What escapes the most at first, is the realization that on the net, there is no need to intrude, interrupt, distract. Just like for advertising, the online world offers true alternatives to the interruptive practices of our modern world. Ads can be contextual and text-based as much as voice calls can be preceded by messages asking the party to be called whether she is available and willing to take a call.
The online world also permits everyone to respond at his own pace. No need to be there for every message and call and to answer them one by one. Those who tell you that they know it all about the Internet, that they have been chatting since theuy were kids and who then keep their Skype turned off, because they don't want to be interrupted, little they have understood of how things really work online.
As a matter of fact, you don't need to turn off any of these fantastic real-time and asynchronous communication tools in order not to be distracted. You only need to start learning them, because each one of them offers plenty of ways to act as a perfect secretary, assistant and message recorder, never ringing or flashing on your screen... as long as...
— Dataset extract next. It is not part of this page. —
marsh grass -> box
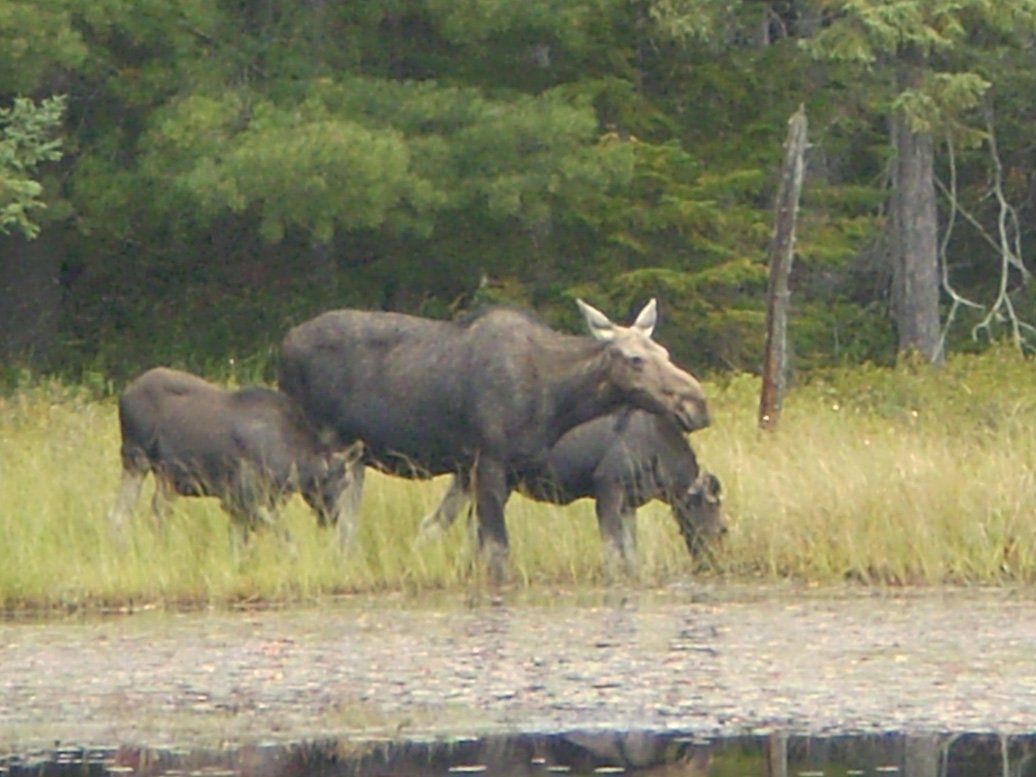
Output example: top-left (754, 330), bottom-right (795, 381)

a) Start learning how to use them for real (by reading and not assuming you already know it all)
b) Evangelize your newly learned kmnowledge and share it with your friends
c) Don't take for granted that what is normal practice in the physical world is standard also in the online world.
Ken Thompson, guru of the logic and organizational strategies of high performance virtual teams, suggests a simple tentative proposal for a better digital communication etiquette.
New communication technologies should be meant to make your life easier and richer, not more frantic, stressed, and disorganized... or not?
Here is what the bioteaming guru recommends:
Intro by Robin Good
Intrusive Mobile and Internet Technologies: an Etiquette for Socially Responsible Use
by Ken Thompson
In any communication using intrusive communications technologies such as mobile phones, SMS, VoiP and IM there are actually 4 different parties who each have rights (and obligations).
In this article I suggest a structure for a "Polite Intrusive Technologies Etiquette" .
PolITE - Polite Intrusive Technologies Etiquette
Photo credit: Julien Tromeur
A "Polite Intrusive Technologies Etiquette" (PoLITE for short) needs to show due consideration to all of these parties in such a communication in at least the following areas:
- Reasonable Response
- Full Attention
- Reasonable Continuity
Some thought has already been given to this in the mobile phone space for example, European Communications Magazine (Jan 2005) report on the results of a study into the etiquette of business communications in the digital age, undertaken by Surrey Social and Market Research (SSMR) at the University of Surrey, Guildford, England.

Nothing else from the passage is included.